If Congress votes to support articles of impeachment, or “impeaches”, the president will face the US Senate, which acts as the court for trial in the removal proceedings.

The chief justice of the US Supreme Court presides over that trial. In this case, that’s Chief John Roberts.

A group of Senate representatives called “managers” act as the trial’s prosecutors. A trial consists of evidentiary hearings, witness testimonials and examination.

The constitution says “the Senate shall have the sole Power to try all Impeachments … [but] no person shall be convicted without the Concurrence of two-thirds of the Members present.”

The 100-member Senate includes 53 Republicans, 45 Democrats and two independents, largely voting along Democrat lines. A two-thirds vote would require at least 20 Republicans to side with Democrats and independents to convict the president.

The Senate also notes that, in some cases, it could also disqualify officials found guilty from holding public offices in the future.

The Constitution also opens impeachment to the vice president and “all civil officers” in the US.

The House has initiated impeachment proceedings more than 60 times, but fewer than a third have moved to a trial.

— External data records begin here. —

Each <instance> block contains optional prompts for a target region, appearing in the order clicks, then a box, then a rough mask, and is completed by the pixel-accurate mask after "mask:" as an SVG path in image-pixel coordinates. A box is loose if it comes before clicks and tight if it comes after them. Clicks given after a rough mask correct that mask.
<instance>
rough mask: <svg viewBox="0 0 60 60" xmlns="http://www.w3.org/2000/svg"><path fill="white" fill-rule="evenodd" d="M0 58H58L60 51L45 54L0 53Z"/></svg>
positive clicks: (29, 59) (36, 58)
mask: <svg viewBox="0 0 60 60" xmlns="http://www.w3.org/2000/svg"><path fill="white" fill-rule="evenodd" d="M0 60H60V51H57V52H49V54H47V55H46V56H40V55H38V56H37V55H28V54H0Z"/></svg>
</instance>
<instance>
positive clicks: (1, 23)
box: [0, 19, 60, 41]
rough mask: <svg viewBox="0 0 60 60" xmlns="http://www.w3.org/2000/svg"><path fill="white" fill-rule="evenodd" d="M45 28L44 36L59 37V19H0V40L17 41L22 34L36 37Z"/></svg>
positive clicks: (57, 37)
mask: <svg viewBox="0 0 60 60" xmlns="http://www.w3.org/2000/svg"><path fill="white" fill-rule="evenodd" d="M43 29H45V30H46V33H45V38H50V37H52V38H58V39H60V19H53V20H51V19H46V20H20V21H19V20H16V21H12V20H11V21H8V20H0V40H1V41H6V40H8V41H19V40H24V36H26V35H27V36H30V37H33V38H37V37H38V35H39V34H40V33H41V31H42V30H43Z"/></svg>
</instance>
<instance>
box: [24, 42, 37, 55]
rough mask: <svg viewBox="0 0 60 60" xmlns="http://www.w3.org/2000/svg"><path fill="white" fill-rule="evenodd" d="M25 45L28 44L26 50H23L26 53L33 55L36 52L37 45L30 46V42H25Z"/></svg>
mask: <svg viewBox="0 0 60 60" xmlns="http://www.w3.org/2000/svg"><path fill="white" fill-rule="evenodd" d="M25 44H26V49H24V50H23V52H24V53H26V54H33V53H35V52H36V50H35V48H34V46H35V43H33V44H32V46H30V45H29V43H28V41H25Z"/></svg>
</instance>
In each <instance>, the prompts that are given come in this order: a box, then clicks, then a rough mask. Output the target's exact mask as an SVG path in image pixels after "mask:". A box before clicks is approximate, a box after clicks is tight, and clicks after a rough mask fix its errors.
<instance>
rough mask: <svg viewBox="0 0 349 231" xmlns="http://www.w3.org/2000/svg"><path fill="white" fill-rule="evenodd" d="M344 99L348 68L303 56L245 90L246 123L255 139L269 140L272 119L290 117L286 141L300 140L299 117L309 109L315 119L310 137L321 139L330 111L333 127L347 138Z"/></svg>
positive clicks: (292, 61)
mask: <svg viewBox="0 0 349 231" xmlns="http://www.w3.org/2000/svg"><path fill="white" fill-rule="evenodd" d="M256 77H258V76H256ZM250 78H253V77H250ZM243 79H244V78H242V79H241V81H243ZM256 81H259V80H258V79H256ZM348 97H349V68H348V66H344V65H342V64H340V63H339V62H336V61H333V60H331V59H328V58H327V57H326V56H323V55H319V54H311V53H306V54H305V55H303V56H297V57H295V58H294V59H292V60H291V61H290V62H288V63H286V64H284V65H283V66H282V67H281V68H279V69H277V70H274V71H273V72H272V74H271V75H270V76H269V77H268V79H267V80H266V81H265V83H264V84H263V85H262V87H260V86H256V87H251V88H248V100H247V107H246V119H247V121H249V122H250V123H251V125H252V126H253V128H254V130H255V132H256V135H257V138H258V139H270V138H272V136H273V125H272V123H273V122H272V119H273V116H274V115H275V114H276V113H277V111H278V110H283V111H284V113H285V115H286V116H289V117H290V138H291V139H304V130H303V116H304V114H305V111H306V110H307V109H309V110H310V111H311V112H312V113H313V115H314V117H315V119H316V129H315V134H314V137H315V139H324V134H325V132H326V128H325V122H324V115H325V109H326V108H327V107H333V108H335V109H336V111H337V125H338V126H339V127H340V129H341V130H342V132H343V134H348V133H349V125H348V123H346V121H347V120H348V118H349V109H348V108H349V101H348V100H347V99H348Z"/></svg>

From as early as 1799, the Senate has conducted 19 impeachment trials, including the impeachment attempts of two presidents — Andrew Johnson in 1868 and Bill Clinton in 1999. Neither was found guilty. (President Richard Nixon resigned from office in 1974 as Congress prepared to vote on his impeachment, which was nearly certain following the release of tapes linking his obstruction of justice and complicity in the Watergate scandal.)

Since 1789, about half of Senate impeachment trials have resulted in conviction and removal from office.

A successful conviction would result in the president’s removal of office — fines and potential jail time for crimes committed while in office would be determined in civil courts.